Seul écueil dans ce ruisseau d'eau très douce qui serpentait jusque chez moi: à mi-chemin, elle m'a posé la question piège. Je n'ai pas réussi à savoir si elle était sérieuse ou non, mais c'était tout de même habilement joué de sa part, car je me suis retrouvé comme deux ronds de flan. Elle m'a demandé si, en lui proposant de venir se changer chez moi, je n'avais pas une idée derrière la tête.
– T'aurais pas une idée derrière la tête, toi, par hasard?
Si la femme désire tétaniser l'homme qui lui fait la cour, il suffit qu'elle lui demande s'il n'a pas une petite idée derrière la tête, lui, par hasard. Elle ne se mouille pas, ne dévoile rien de ses propres intentions (il ne peut pas deviner si elle plaisante ou non), et le plonge dans la plus pâteuse confusion. Si je répondais non, je me plaçais dans une situation délicate qui risquait d'entamer une bonne partie de mes chances de conquérir son cœur. En gros:
– Je te plais? demande-t-elle.
– Pas tellement, non.
Grosso modo. Je me retrouvais donc en mauvaise posture. Et si je répondais oui, ce n'était pas mieux. La scène devenait même carrément ridicule.

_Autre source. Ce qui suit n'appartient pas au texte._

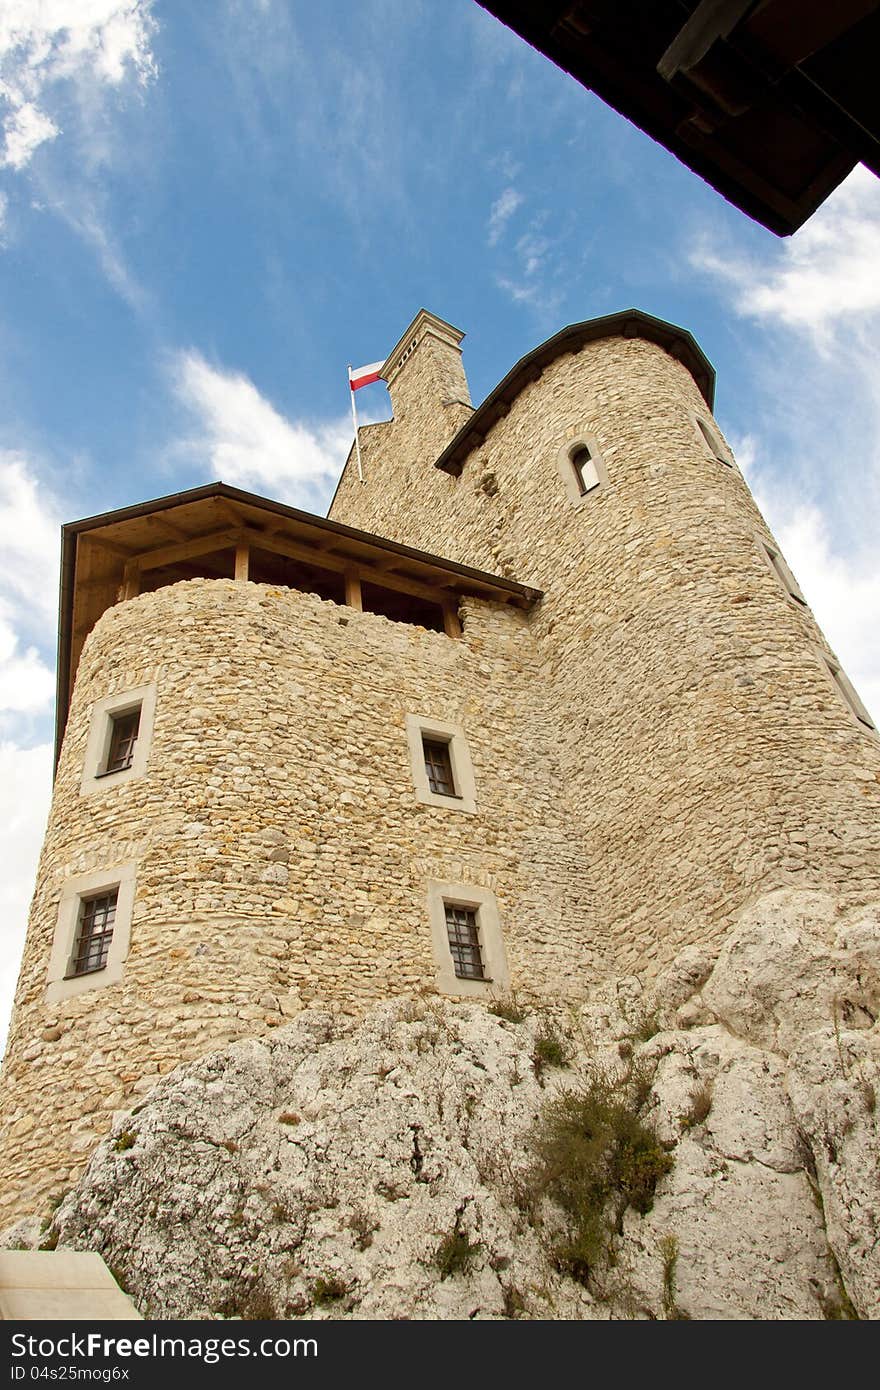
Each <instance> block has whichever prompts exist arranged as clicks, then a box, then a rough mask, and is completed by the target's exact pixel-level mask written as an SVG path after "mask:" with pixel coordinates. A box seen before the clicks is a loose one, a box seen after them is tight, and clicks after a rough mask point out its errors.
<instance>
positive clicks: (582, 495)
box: [571, 443, 599, 498]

– Dis donc, toi, tu ne serais pas en train d'essayer de m'attirer dans un piège pour me sauter dessus? demande-t-elle.
– Si.
Il me restait bien sûr l'option «Et toi?» mais ça me paraissait minable, comme issue de secours. Ah la garce. Bon, qu'est-ce que je réponds? Vite. N'importe quoi, allez, elle me demande ça pour plaisanter. À l'impro, cador.

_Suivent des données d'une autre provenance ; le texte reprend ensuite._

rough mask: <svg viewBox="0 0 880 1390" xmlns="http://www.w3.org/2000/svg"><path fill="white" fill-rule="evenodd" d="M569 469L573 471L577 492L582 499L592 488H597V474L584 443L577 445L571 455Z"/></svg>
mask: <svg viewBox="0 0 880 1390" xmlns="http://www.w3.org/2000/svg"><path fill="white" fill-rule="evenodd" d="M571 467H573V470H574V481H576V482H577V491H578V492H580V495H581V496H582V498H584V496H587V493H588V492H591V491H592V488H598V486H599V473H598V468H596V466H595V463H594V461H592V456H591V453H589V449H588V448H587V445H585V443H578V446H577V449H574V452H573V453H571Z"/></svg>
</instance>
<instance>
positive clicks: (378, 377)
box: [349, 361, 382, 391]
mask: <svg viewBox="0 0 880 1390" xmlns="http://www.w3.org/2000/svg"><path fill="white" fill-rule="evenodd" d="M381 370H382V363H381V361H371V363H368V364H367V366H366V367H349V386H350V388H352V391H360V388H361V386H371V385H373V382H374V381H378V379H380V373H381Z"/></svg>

– T'aurais pas une idée derrière la tête, toi, par hasard?
– Moi? Non…
Le cador, la classe. Où diable suis-je allé chercher cette réponse? L'impro à l'état brut, le tréfonds de l'âme qui prend le contrôle de la situation – la réponse imprévisible, quasi géniale, qui surgit des profondeurs de l'inconscient comme un jet de lave d'un volcan éteint depuis des siècles.
NE FAITES PAS TROP CONFIANCE
AU TRÉFONDS DE VOTRE ÂME
Enfin, il fallait bien que je dise quelque chose, de toute manière. Et puis ce n'était pas si grave, en comparaison de toutes les trappes qui s'ouvrent sous nos pieds dans ce monde. Il suffirait que je lui fasse comprendre le contraire dans quelques heures. La femme aime qu'on la déroute, je l'ai lu quelque part – séduire, c'est surprendre (je ne sais plus si j'ai trouvé ça dans Stendhal ou Marie-Claire, ou si ça m'est venu tout seul un soir d'allégresse, mais je crois que ça fonctionne). Je le vérifierais bientôt: je n'ai pas la moindre idée derrière la tête, croit-elle, et l'instant d'après, ou presque, je la pousse à la renverse sur mon lit (je savais bien que je n'aurais jamais l'audace de la pousser à la renverse sur mon lit, mais disons: et l'instant d'après, ou presque, une lueur de désir brille au fond de mon œil). Elle serait surprise, déroutée, elle s'abandonnerait sans peine.